There is no end to the number of ideas that may benefit you in improving your results. Everything you might do differently is likely already known. The internet is the greatest leveler when it comes to the immediate delivery of insights and ideas that could be useful to you when it comes to learning something that might help you produce better results.
The internet is also the greatest distraction in the history of humankind.
The Next Idea < The Last Idea
The next idea, no matter how smart and useful it is, is not likely to be any more beneficial to you than the last idea. The insight, no matter how remarkable, is not more useful than the last insight. No matter how novel or unique the idea is, it will not change your results unless you execute on the idea. Execution is the greater variable when it comes to improving your results.
Spending the day searching the internet to find the one thing that you might be missing to improve your results will have the exact opposite effect. All the ideas that draw your attention likely have value, but none of the ideas will do anything to improve your results without you doing the work.
Execution > Ideas By Themselves
Deeper Is Better Than Wider.
It is important to understand what ideas and concepts exist in the domain in which you are trying to improve. Understanding what choices might be available to you allows you the flexibility and of freedom to adjust what you’re doing to generate new results. For the ideas to be useful, however, you must actually apply them. Noticing them does nothing, outside of drawing you deeper into the rabbit hole.

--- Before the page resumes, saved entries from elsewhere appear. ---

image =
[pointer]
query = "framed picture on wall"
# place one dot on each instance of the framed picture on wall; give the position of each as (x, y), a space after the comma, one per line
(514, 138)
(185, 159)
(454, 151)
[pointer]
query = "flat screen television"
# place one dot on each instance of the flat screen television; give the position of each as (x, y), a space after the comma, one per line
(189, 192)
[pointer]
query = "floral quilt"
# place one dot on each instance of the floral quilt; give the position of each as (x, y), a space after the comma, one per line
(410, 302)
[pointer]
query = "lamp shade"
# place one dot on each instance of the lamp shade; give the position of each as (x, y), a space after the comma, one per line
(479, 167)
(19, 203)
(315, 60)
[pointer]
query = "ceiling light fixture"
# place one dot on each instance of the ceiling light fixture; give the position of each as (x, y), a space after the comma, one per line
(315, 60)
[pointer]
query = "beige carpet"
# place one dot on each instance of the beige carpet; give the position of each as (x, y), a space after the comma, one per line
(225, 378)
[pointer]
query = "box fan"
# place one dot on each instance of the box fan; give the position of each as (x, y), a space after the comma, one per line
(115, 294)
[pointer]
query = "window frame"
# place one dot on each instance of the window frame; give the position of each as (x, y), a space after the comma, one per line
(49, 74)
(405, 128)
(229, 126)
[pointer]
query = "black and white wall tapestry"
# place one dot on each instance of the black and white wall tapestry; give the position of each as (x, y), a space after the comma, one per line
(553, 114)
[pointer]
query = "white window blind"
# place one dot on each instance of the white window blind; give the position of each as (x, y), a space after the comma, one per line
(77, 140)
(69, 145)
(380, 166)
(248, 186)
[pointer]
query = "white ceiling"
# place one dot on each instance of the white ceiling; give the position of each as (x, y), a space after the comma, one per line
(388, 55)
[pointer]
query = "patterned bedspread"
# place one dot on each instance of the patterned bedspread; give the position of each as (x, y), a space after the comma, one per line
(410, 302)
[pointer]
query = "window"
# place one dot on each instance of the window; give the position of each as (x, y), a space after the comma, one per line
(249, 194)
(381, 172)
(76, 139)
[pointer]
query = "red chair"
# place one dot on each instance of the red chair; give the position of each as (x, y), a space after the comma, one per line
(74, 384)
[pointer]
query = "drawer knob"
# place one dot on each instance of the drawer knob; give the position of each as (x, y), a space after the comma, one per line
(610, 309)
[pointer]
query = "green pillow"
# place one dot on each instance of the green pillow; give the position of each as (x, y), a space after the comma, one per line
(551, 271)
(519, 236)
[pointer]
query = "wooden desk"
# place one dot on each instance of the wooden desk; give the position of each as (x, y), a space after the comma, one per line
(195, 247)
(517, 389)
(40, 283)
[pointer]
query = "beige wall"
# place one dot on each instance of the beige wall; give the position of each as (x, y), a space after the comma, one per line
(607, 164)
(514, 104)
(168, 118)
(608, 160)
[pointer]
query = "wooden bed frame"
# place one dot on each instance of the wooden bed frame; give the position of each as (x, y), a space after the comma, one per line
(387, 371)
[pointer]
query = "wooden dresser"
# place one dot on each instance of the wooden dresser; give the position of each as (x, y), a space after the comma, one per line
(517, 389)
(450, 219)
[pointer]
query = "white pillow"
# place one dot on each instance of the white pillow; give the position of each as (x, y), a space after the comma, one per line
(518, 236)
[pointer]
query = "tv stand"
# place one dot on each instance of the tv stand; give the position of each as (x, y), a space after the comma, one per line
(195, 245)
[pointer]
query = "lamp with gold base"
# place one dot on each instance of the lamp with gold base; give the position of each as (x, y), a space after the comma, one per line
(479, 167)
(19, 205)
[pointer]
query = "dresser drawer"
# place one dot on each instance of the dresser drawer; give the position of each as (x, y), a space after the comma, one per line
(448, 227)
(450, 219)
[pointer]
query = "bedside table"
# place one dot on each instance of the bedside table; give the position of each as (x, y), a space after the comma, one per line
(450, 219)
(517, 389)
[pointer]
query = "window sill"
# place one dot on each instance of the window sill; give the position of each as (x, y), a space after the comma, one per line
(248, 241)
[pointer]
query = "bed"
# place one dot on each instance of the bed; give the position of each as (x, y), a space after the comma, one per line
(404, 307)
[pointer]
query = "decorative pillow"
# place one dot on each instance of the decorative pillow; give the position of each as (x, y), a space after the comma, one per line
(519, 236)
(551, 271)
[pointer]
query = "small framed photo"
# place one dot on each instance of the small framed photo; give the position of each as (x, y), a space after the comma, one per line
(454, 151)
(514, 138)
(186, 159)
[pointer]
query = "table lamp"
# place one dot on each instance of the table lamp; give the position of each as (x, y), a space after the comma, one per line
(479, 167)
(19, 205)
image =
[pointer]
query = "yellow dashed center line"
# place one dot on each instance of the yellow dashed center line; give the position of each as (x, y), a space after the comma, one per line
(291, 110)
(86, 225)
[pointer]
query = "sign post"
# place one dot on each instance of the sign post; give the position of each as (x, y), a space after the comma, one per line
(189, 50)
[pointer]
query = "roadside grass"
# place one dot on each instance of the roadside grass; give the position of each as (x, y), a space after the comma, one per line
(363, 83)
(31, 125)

Deeper is better than wider in this case because deeper is an indication that you are executing an idea well enough and long enough to see the improvement that it offers you. Deeper means staying with an idea until you have done the work necessary to be able to execute it a level of mastery before you move on to something else.
Why Seekers Struggle
Curiosity killed the cat. It is a good thing to be interested in all kinds of ideas and concepts. It’s a very good idea to be interested in understanding your world. Wide knowledge provides you with greater awareness and makes you a more interesting person generally.

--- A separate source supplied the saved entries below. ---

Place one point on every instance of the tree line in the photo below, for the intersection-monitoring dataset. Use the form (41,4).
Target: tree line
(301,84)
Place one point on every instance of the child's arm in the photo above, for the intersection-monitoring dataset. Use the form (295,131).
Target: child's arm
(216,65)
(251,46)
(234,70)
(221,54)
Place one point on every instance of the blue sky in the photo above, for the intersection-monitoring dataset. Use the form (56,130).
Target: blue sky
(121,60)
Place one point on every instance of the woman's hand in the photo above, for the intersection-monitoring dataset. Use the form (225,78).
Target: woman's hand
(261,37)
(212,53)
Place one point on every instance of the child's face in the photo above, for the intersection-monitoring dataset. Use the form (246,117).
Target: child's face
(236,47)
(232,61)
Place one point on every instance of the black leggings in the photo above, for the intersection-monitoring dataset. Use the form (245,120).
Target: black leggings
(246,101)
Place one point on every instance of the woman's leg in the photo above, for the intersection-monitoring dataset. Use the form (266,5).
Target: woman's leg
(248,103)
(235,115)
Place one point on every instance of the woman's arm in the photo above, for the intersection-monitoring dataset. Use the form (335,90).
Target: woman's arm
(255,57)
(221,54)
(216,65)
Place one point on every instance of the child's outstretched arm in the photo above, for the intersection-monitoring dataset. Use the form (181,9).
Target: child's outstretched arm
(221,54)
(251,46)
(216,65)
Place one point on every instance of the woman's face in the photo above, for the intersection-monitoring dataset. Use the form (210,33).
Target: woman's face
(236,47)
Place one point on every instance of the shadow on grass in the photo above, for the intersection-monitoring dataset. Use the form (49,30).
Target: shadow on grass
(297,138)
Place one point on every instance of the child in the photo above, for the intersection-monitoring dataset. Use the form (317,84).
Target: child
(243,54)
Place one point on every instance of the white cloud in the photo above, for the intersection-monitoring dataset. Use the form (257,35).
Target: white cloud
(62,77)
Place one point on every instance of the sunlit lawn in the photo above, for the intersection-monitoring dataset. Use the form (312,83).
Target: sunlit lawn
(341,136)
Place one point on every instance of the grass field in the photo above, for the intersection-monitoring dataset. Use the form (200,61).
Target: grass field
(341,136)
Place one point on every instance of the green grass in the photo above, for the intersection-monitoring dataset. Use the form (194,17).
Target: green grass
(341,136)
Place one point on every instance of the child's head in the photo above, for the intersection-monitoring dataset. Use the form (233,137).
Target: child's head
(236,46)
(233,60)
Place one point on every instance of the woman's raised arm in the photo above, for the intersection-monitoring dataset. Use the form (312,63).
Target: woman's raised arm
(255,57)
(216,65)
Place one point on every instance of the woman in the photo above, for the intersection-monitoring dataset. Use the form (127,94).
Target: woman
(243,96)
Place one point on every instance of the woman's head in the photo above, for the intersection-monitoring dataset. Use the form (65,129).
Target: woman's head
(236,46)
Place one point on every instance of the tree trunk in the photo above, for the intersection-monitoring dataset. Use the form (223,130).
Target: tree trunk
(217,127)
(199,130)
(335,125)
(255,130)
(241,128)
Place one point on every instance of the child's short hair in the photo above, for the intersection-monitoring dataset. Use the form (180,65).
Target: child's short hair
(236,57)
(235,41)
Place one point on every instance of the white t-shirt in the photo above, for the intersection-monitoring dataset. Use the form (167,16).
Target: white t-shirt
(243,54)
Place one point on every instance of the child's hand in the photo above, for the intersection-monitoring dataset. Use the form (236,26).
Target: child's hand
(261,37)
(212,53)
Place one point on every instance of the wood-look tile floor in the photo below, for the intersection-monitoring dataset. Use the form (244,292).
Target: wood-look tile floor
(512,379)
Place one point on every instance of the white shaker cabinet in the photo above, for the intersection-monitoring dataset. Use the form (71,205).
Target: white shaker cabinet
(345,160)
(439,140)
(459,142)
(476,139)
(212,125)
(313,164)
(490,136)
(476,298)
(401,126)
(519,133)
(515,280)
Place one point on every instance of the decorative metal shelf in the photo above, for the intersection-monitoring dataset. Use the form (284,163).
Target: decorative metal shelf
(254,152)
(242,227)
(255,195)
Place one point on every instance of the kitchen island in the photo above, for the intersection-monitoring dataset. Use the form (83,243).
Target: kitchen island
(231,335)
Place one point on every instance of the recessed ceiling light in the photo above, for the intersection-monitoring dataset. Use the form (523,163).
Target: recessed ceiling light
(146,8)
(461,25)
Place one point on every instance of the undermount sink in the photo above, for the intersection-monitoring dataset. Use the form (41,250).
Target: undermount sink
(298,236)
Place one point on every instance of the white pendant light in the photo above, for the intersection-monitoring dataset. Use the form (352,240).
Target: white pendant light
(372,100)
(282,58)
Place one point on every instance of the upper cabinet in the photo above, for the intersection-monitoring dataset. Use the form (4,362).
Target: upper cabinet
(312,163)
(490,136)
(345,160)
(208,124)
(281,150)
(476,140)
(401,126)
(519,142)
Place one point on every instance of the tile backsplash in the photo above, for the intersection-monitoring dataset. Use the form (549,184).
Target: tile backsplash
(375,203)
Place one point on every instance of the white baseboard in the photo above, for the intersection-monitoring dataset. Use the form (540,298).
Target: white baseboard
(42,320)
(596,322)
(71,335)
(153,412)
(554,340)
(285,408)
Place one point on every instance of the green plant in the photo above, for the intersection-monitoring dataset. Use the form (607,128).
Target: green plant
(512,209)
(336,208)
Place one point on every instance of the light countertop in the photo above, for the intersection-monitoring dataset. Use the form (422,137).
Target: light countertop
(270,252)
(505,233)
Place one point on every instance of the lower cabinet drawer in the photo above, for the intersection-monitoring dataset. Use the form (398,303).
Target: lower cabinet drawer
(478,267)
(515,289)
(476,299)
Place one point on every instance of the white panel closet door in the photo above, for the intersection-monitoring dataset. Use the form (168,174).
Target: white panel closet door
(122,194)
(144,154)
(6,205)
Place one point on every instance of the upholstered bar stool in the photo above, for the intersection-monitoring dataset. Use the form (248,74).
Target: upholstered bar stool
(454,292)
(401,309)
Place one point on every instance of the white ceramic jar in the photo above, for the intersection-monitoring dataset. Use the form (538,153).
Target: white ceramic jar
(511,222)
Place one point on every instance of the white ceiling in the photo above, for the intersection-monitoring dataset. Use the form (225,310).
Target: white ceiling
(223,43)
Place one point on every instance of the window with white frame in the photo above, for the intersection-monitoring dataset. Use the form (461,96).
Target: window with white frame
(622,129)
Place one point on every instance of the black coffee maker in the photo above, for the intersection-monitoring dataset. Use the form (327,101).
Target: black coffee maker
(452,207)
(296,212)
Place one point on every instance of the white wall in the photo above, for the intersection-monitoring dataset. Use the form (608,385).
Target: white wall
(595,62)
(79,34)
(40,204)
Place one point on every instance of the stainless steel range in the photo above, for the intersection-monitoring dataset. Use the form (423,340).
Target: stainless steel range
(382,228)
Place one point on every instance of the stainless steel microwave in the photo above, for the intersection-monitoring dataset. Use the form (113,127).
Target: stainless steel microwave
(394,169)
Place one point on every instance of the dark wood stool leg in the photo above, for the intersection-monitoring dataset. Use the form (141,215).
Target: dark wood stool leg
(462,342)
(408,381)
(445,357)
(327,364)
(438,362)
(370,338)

The challenge for seekers, however, is that they never stop seeking long enough to go deep on a single idea. Because they never go deep on a single idea, they never gain mastery of that idea, and the lack of execution means they invested their time in looking at something without any application.
Seekers are very much like a hamster on a wheel. They aren’t going anywhere, but they continue to run faster and faster, believing that eventually, they’ll get traction.
Pick One Thing
Pick one thing and go deep. Find the idea that you believe brings you the greatest chance of improvement now and push the chips all in on that idea. Go deep, avoiding the next big idea and the next shiny object. Build mastery by executing the one thing you believe to be most worth your time. By doing so, you will get some improvement, and you will likely gain greater insight into what you should work on next.